Nov 27 - The Independent Community Bankers of America has highlighted a new study that disputes the claims made by the credit union industry as part of its push to expand its business-lending authority. The study by Ike Brannon, president of Washington, D.C.-based consulting firm Capital Policy Analytics and affiliated with the American Action Forum, finds that additional business lending powers given to tax-exempt credit unions would reduce tax revenues and pose new risks to the health of the credit union industry and financial system as a whole, in addition to providing no practical positive effect on the economy.

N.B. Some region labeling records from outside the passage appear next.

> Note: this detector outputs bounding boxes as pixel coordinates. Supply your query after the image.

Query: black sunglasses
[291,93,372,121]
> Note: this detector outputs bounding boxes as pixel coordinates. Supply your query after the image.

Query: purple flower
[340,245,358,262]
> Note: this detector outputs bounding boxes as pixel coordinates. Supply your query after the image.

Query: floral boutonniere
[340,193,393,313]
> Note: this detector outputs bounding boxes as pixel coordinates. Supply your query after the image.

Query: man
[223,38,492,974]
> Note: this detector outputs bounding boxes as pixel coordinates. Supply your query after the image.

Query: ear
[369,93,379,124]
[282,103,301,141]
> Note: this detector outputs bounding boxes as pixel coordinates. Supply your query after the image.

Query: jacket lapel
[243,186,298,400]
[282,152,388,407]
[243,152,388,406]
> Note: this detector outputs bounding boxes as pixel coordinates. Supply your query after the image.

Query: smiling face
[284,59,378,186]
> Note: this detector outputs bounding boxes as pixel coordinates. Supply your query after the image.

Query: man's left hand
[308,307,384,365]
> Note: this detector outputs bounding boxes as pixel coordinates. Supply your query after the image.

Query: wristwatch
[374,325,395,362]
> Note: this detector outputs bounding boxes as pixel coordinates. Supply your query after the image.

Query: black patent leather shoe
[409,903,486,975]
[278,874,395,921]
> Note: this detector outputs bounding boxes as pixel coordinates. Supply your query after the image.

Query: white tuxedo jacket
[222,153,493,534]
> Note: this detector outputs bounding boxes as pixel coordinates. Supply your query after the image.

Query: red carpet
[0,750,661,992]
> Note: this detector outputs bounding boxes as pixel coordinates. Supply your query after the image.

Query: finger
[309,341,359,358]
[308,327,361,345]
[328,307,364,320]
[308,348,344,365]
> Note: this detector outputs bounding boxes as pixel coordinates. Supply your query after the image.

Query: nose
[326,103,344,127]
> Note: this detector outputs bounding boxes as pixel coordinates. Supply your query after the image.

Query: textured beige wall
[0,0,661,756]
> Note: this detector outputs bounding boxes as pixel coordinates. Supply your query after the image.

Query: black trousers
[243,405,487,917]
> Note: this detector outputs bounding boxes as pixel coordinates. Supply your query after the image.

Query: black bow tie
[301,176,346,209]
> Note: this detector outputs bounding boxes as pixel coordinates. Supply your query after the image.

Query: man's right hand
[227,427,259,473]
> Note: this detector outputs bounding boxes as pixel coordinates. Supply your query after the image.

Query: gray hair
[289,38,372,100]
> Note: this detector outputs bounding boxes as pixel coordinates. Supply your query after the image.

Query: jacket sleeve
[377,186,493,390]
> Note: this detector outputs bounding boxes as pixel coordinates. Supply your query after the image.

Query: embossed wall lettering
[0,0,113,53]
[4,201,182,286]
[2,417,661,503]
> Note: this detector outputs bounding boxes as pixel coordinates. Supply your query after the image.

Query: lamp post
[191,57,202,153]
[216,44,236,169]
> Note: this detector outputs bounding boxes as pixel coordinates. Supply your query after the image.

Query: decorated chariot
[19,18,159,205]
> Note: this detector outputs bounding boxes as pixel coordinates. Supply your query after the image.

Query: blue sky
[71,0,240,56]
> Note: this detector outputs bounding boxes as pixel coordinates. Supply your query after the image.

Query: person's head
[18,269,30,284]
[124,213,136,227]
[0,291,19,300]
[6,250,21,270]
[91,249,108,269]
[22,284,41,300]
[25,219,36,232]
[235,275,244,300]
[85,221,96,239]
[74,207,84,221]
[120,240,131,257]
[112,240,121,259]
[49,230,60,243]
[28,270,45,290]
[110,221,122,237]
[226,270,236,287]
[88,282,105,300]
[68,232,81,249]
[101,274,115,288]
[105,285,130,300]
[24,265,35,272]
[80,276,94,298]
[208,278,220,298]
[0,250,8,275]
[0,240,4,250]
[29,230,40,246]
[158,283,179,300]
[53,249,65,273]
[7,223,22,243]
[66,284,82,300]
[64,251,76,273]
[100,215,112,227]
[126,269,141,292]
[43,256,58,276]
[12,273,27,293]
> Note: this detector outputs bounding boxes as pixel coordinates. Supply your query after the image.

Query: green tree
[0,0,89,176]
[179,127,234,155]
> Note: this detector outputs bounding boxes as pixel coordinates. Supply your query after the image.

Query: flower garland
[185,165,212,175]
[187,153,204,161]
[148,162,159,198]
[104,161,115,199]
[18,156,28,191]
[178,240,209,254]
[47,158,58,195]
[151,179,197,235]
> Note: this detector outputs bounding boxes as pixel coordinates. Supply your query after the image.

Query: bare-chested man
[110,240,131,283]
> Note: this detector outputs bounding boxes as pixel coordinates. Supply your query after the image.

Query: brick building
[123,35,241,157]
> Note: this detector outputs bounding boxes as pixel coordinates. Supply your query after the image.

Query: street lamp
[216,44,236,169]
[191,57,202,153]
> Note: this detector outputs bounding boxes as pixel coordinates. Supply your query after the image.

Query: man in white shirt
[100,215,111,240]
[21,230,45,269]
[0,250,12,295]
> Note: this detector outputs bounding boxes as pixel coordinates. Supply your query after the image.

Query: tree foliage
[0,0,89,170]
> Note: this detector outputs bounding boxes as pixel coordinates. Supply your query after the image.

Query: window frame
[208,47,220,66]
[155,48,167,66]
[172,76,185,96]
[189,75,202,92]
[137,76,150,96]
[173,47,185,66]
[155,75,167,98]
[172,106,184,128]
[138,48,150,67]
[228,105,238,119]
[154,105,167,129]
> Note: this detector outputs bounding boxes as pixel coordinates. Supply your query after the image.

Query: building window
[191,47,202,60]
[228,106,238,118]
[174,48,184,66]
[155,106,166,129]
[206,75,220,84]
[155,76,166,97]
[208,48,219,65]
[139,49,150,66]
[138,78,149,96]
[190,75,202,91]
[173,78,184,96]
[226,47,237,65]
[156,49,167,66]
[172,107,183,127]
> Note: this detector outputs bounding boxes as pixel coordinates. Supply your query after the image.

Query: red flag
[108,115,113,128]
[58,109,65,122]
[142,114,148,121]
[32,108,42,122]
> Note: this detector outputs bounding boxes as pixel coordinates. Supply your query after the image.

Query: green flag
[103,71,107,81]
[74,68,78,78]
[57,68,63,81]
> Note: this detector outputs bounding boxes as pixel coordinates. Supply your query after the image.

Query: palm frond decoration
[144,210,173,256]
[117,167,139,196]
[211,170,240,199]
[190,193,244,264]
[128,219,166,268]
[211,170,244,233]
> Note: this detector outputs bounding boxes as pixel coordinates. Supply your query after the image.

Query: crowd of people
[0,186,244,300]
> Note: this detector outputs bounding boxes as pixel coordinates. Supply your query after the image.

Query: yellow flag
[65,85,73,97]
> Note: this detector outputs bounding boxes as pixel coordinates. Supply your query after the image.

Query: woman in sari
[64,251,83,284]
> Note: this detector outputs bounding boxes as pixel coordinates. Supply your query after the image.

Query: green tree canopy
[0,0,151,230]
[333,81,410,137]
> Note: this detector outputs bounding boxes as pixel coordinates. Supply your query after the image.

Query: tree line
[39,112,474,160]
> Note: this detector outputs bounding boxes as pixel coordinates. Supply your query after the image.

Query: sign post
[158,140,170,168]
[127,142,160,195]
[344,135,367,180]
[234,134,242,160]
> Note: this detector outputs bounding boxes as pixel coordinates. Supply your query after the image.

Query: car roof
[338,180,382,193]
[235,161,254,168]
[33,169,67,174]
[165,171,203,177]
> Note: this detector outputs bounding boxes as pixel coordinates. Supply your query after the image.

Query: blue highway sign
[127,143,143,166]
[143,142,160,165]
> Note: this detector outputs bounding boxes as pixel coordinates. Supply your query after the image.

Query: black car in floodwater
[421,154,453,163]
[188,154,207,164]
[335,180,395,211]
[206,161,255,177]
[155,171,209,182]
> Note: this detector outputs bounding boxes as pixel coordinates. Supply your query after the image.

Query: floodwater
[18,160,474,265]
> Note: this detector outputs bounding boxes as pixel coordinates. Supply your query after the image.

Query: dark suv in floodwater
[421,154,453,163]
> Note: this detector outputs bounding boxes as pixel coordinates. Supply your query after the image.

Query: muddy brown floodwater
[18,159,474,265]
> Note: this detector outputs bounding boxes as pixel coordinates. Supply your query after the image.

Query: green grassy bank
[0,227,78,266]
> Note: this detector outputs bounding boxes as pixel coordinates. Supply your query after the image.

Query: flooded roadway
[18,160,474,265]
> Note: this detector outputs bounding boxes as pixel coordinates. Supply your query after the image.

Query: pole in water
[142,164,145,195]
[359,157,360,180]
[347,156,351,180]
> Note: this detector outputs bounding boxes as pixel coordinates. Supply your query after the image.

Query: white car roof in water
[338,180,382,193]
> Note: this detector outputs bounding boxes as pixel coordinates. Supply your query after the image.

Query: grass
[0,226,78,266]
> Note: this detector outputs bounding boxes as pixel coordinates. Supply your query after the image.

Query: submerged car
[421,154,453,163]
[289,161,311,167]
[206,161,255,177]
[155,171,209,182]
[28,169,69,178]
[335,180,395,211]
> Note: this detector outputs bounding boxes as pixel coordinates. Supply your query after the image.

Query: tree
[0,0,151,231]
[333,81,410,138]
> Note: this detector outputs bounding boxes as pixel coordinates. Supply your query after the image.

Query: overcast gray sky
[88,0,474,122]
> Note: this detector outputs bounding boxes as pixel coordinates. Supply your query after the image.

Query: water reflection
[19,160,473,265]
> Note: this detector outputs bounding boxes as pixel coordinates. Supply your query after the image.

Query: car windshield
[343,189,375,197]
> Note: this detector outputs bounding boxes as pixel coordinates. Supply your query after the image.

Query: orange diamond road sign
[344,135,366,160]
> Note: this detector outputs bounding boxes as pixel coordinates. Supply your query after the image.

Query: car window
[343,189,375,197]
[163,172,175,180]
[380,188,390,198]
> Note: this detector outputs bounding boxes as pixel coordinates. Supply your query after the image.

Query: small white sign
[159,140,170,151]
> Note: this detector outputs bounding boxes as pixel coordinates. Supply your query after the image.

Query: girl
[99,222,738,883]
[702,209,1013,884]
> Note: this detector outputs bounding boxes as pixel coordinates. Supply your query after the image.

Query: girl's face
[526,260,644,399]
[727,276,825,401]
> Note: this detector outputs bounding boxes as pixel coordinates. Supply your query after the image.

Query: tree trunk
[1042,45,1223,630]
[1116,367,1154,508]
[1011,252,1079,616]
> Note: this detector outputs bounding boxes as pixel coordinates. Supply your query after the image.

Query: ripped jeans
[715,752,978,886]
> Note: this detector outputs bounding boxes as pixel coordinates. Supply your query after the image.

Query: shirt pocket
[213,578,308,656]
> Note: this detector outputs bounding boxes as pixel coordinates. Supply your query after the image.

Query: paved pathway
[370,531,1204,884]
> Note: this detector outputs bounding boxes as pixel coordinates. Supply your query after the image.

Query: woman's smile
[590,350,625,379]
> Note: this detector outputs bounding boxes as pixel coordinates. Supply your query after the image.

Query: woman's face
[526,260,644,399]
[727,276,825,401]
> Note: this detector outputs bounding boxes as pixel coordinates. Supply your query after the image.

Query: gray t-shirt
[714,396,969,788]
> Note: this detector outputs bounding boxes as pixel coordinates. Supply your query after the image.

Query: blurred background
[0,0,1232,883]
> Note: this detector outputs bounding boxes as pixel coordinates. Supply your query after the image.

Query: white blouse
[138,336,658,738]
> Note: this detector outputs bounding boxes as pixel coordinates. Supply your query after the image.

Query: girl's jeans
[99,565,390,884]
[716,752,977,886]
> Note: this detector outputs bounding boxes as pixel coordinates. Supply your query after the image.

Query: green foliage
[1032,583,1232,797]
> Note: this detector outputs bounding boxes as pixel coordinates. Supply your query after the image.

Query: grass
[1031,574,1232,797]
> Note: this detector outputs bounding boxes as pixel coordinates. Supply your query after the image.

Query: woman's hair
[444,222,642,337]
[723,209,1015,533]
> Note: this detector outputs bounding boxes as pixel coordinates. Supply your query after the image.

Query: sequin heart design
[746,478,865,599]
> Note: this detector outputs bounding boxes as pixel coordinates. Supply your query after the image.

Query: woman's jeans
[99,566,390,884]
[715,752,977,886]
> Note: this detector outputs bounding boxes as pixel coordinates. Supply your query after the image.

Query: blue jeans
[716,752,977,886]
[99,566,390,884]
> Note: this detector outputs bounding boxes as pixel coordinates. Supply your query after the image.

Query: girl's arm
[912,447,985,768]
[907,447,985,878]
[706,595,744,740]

“This new study conclusively shows that supporting controversial legislation to expand tax-exempt credit unions’ business-lending authority will do little to improve access to credit while posing serious risks to our financial system and federal revenues,” ICBA President and CEO Camden R. Fine said. “Expanding the business-lending authority for taxpayer-subsidized credit unions would widen budget deficits at the federal, state and local levels and increase the risk of failures throughout a credit union industry neither equipped nor designed to do wide-scale commercial lending.”

The paper, titled “An Analysis of the Impact of Expanding the Ability of Credit Unions to Increase Commercial Loans,” studies controversial legislation that would increase the statutory cap on credit union business lending from 12.25 percent of total assets to 27.5 percent. The study found that:

  • Additional commercial lending by tax-subsidized credit unions would decrease tax revenues because taxes that would otherwise have been paid by commercial banks making those loans would not be paid. The most recent estimate by the Congressional Budget Office pegs the lost revenue at nearly $16 billion.
  • Credit unions with high business loan-to-asset ratios comprise a disproportionate share of failed credit unions since 2008. While credit unions with ratios of 10 percent or higher comprise only 2.7 percent of all credit unions, they were responsible for 14.7 percent of credit union failures.
  • Raising the cap could result in a marked increase in credit union failures.
  • The vast majority of credit unions are nowhere near their business lending limit, and more than 70 percent of credit unions have no member business loans at all. This calls into question the need for such controversial legislation.
  • Existing law provides credit unions a variety of ways to make commercial loans without impinging on their statutory business-lending cap. Loans under $50,000, loans guaranteed by the Small Business Administration or a residential mortgage, and any loan offered in part by another credit union are exempt from the cap, which means that increasing the cap will have little impact on commercial lending.
  • Job-growth forecasts offered by proponents of a higher business-lending cap are highly suspect and based on assumptions that make little economic sense.

ICBA continues to oppose any legislation to raise the credit union business-lending cap, which would benefit a select few credit unions while harming taxpaying community banks.